"Have you noticed," Nell asked me softly, "that you never hear sounds in dreams? No matter how exciting things are, there's never any noise; everything seems to be acted in pantomime. Well, it's like that here. We're dreaming Broek-in-Waterland as we have other places."
"And dreaming each other, too?"
"I shouldn't wonder."
"Then I hope nothing will happen to wake me up."
Just then we arrived at a dream curiosity-shop which gave her an excuse not to answer.
On the edge of the town it stands, one of the first among the little old houses, which look as if they had been made to accommodate well-to-do dolls of a century or two ago. Modestly retired in a doll's garden, with an imitation stalactite grotto, and groups of miniature statues among box-tree animals, its door is always open to welcome visitors and allure them. Within, vague splashes of color against a dim background; blues that mean old Delft; yellow that means ancient brass; and all gleaming in the dusk with the strange values that flowers gain in twilight.
I knew that Nell and Phyllis and the Chaperon would not pass by, and they didn't.
There was a man inside, but he did not ask us to buy anything. He had the air of a host, pleased to show his treasures, and the Chaperon feared that I was playing some joke when I encouraged them to invade the quaint and pretty rooms.

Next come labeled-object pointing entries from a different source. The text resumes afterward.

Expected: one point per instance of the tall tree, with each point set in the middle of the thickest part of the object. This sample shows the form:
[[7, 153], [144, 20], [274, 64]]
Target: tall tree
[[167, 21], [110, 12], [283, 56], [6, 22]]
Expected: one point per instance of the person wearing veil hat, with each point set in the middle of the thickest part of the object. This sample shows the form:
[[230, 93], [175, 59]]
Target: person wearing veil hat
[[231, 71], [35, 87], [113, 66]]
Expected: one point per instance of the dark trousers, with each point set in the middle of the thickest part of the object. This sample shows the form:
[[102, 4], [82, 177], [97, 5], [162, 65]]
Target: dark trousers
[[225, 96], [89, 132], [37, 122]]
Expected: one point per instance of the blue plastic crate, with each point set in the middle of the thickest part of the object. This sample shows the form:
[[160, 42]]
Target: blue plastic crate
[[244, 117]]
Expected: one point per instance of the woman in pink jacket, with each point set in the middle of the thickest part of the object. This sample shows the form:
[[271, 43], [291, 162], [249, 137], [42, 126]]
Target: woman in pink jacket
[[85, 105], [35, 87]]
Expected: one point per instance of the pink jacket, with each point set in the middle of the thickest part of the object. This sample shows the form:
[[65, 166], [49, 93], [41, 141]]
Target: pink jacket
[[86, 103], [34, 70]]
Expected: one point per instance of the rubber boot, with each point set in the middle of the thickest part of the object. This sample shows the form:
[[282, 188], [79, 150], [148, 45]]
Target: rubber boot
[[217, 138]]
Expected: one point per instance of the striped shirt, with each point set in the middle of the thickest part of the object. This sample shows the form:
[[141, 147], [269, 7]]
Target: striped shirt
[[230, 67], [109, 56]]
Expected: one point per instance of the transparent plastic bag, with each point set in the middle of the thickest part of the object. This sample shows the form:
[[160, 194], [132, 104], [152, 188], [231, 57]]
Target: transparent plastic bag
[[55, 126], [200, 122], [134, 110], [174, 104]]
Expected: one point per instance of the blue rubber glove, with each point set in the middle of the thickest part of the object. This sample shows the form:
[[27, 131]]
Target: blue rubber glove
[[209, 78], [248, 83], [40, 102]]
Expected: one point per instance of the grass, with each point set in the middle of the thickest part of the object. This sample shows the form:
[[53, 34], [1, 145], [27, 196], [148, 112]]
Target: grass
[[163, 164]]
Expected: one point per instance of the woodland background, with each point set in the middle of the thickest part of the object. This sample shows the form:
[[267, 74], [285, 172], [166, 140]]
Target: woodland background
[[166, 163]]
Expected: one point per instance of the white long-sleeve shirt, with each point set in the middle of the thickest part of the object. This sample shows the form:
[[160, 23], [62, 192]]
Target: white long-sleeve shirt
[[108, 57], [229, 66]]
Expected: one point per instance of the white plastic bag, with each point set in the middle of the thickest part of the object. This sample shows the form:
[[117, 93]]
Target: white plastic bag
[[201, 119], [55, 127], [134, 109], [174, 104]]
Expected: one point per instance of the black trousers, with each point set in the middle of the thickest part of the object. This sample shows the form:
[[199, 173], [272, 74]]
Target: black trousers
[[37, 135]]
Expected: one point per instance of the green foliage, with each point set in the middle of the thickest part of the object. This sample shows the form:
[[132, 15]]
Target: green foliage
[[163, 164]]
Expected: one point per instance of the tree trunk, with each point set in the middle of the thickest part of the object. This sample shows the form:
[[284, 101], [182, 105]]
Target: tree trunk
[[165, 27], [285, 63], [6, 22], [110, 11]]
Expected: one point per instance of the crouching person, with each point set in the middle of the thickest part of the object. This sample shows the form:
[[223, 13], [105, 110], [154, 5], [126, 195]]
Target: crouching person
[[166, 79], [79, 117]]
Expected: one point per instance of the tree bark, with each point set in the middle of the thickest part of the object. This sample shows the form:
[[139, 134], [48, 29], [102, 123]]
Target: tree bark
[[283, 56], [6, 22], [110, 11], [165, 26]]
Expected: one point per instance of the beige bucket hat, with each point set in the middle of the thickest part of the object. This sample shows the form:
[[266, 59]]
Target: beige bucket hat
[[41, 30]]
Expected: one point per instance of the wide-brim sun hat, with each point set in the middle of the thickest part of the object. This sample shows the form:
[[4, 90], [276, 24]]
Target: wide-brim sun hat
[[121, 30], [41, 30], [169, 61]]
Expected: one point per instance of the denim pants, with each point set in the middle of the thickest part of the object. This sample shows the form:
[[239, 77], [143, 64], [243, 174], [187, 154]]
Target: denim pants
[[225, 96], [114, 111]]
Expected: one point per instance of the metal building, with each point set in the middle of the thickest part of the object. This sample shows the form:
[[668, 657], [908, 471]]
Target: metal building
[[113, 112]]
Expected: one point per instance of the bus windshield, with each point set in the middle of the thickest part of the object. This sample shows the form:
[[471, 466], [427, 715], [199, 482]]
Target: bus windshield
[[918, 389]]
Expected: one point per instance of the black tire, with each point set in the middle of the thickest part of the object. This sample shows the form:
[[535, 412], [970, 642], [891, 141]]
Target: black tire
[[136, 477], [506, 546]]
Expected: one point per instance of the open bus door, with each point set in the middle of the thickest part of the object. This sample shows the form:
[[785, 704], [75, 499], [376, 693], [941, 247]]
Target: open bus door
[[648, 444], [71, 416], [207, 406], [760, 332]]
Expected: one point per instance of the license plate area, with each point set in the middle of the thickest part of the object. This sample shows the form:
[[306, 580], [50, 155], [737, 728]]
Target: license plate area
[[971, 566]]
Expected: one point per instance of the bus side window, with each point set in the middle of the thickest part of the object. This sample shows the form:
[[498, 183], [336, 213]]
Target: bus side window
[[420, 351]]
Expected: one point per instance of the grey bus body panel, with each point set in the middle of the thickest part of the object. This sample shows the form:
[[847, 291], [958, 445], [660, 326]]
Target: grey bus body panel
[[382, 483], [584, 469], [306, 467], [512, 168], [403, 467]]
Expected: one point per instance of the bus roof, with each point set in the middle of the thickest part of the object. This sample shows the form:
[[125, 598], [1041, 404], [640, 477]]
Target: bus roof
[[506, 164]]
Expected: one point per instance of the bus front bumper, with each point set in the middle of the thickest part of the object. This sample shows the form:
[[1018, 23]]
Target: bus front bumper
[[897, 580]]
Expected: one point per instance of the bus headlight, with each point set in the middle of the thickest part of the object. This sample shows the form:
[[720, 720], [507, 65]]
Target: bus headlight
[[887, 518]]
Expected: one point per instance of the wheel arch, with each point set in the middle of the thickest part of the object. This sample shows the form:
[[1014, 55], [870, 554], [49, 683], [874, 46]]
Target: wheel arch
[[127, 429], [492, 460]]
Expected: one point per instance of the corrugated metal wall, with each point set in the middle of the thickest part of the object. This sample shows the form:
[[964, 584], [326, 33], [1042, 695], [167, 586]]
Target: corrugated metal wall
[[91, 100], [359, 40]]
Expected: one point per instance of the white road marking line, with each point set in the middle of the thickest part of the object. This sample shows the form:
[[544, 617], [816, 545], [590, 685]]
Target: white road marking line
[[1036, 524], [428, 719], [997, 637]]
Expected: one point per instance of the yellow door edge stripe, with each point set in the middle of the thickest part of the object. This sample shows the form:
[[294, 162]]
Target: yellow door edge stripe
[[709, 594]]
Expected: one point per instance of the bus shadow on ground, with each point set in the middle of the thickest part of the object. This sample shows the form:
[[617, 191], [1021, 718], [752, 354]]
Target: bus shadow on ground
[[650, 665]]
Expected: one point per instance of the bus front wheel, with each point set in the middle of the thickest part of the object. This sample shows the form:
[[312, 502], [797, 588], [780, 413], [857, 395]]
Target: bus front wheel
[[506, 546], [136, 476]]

"I don't believe it is a shop," said she. "It's just an eccentric little house, that belongs to somebody who's away—a dear old maiden lady, perhaps, a collector of antiques, for her own pleasure. This man's her caretaker."
"She's strayed into some other dream, maybe," suggested Nell. "She's lost her way, poor old dear, and can never find it again, to come back, so that's why the things are for sale—if they really are. But listen, all the clocks in the house are talking to each other about her. They expect her to come, and that's why they keep on ticking, through the years, to make the time seem short in passing; for some of them must have had their hundredth birthday, long, long ago."